Well? Hammond’s had their entire business on the holiday, as had Fryberg’s. Nothing Says Christmas Like Hammond’s Toys. The company motto, repeated at the end of every ad, sang in Noelle’s head.
“That’s because everyone loves Christmas,” she replied.
“Hmm.” From the lack of enthusiasm in his response, she might as well have been talking about weather patterns. Then again, his emotional range didn’t seem to go beyond brusque and chilly, so maybe that was enthusiastic for him.
“I don’t care if they love the holiday or not. It’s their shopping patterns I’m interested in, and from the data I’ve been seeing, more and more people are doing part, if not most of their shopping over the internet. The retailers who survive will be the ones who shift their business models accordingly. I intend to make sure Hammond’s is one of those businesses.”
“Hammond’s,” Noelle couldn’t help noting. “Not Fryberg’s.”
“I’m hoping that by the end of the day, the two stores will be on the way to becoming one and the same,” he said.
“Wiping out sixty-five years of tradition just like that, are you?”
“Like I said, to survive, sometimes you have to embrace change.”
Except they weren’t embracing anything. Fryberg’s was being swallowed up and dismantled so that Hammond’s could change.
“I think what my daughter-in-law is trying to say is that the Fryberg name carries a great deal of value round these parts,” said Belinda. “People are very loyal to my late husband and what he worked to create here.”
“Loyalty’s a rare commodity these days.

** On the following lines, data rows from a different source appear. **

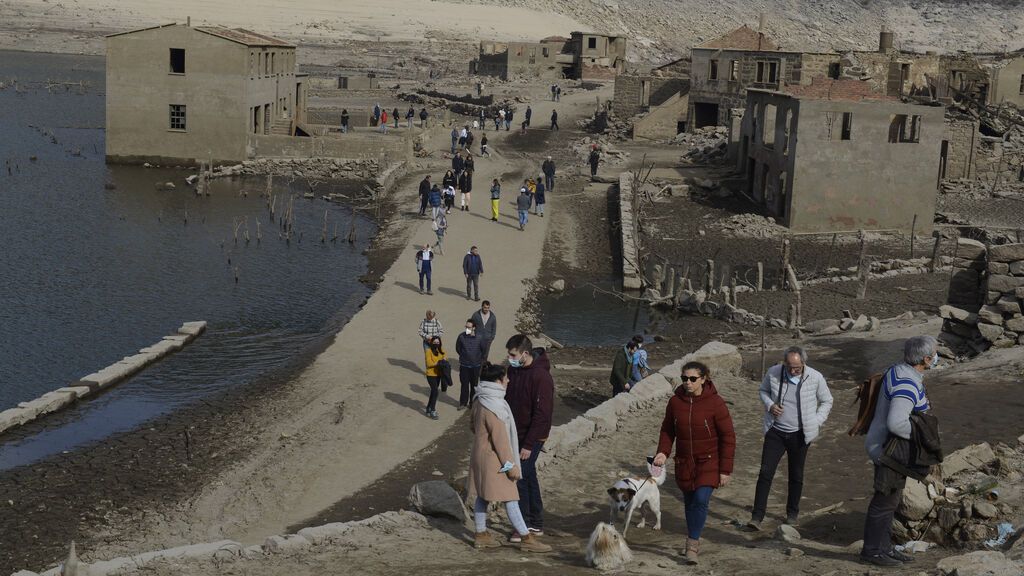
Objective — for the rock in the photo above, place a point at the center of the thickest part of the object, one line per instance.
(985, 510)
(435, 497)
(915, 503)
(978, 564)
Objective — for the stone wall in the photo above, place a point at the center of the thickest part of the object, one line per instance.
(984, 301)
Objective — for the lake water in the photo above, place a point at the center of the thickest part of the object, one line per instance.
(96, 262)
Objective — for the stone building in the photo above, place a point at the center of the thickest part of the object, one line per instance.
(177, 92)
(835, 155)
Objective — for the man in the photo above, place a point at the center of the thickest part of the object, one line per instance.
(901, 394)
(522, 205)
(469, 346)
(622, 365)
(486, 326)
(530, 396)
(424, 264)
(549, 174)
(797, 404)
(430, 328)
(424, 194)
(472, 266)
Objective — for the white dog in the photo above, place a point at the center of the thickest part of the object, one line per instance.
(630, 494)
(606, 549)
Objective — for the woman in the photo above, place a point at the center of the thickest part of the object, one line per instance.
(434, 355)
(494, 463)
(698, 422)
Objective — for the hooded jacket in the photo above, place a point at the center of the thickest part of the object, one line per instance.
(701, 429)
(530, 395)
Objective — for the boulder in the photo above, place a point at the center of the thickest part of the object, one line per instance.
(435, 497)
(982, 563)
(915, 503)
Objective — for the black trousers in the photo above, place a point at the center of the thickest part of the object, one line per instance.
(469, 376)
(776, 444)
(879, 520)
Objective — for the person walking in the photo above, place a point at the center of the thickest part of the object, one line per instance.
(496, 447)
(540, 199)
(424, 194)
(430, 328)
(466, 188)
(621, 367)
(472, 266)
(549, 174)
(901, 400)
(433, 355)
(496, 200)
(469, 346)
(424, 266)
(522, 205)
(697, 421)
(797, 404)
(530, 395)
(486, 326)
(440, 227)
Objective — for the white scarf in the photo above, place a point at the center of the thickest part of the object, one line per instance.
(492, 397)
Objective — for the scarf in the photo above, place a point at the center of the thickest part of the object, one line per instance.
(492, 397)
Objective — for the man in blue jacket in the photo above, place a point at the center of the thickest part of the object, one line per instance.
(472, 266)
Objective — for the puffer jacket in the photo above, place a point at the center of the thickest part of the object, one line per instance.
(701, 429)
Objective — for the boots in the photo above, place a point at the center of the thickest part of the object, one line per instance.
(529, 543)
(484, 539)
(692, 549)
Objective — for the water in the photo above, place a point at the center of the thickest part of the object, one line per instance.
(96, 263)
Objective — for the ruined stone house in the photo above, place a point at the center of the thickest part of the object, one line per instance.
(176, 92)
(836, 155)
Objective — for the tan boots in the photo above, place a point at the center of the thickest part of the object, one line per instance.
(692, 549)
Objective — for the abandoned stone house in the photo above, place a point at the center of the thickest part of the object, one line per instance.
(196, 93)
(835, 155)
(583, 56)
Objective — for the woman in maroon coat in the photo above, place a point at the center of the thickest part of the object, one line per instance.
(698, 423)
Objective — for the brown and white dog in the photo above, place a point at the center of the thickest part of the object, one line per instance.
(629, 494)
(606, 549)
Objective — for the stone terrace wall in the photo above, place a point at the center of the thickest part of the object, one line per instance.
(985, 293)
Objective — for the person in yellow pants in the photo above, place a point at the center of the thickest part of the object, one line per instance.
(496, 200)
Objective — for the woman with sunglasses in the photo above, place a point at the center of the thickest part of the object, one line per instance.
(697, 421)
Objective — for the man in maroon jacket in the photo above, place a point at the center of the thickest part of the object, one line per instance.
(530, 395)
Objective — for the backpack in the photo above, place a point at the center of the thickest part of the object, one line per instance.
(867, 396)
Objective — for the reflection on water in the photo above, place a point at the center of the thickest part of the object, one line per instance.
(97, 262)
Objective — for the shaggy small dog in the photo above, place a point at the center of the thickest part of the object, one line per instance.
(606, 548)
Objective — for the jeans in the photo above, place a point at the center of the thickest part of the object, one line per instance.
(776, 444)
(529, 490)
(469, 376)
(696, 504)
(879, 521)
(434, 382)
(425, 273)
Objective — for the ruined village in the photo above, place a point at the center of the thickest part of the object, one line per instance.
(824, 189)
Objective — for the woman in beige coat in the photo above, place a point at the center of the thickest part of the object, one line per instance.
(494, 464)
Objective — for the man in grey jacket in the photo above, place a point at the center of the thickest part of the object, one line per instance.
(797, 403)
(902, 394)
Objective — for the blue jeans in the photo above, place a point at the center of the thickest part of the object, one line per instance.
(529, 490)
(696, 509)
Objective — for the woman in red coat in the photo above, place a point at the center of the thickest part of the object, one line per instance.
(698, 422)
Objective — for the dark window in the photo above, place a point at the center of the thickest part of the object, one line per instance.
(177, 60)
(178, 117)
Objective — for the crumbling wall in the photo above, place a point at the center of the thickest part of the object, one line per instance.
(984, 300)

Especially in the business world.”
“It certainly is. Ned, my husband, had a way of inspiring it.”
“Impressive,” Hammond replied.
“It’s because the Frybergs—Ned and Belinda—have always believed in treating their employees like family,” Noelle told him. “And they were always on-site, visible to everyone.” Although things had changed over the last few years as Belinda had been spending more and more time in Palm Beach. “I’m not sure working for a faceless CEO in Boston will engender the same feelings.”
“What do you expect me to do? Move my office here?”
He looked at her. His gaze, sharp and direct, didn’t so much look through a person as cut into them. The flecks of brown in his irises darkened, transforming what had been soft hazel. Self-consciousness curled through Noelle’s midsection. She folded her arms tighter to keep the reaction from spreading.
“No. Just keep Fryberg’s as a separate entity,” she replied.
His brows lifted. “Really? You want me to keep one store separate when all the other properties under our umbrella carry the name Hammond?”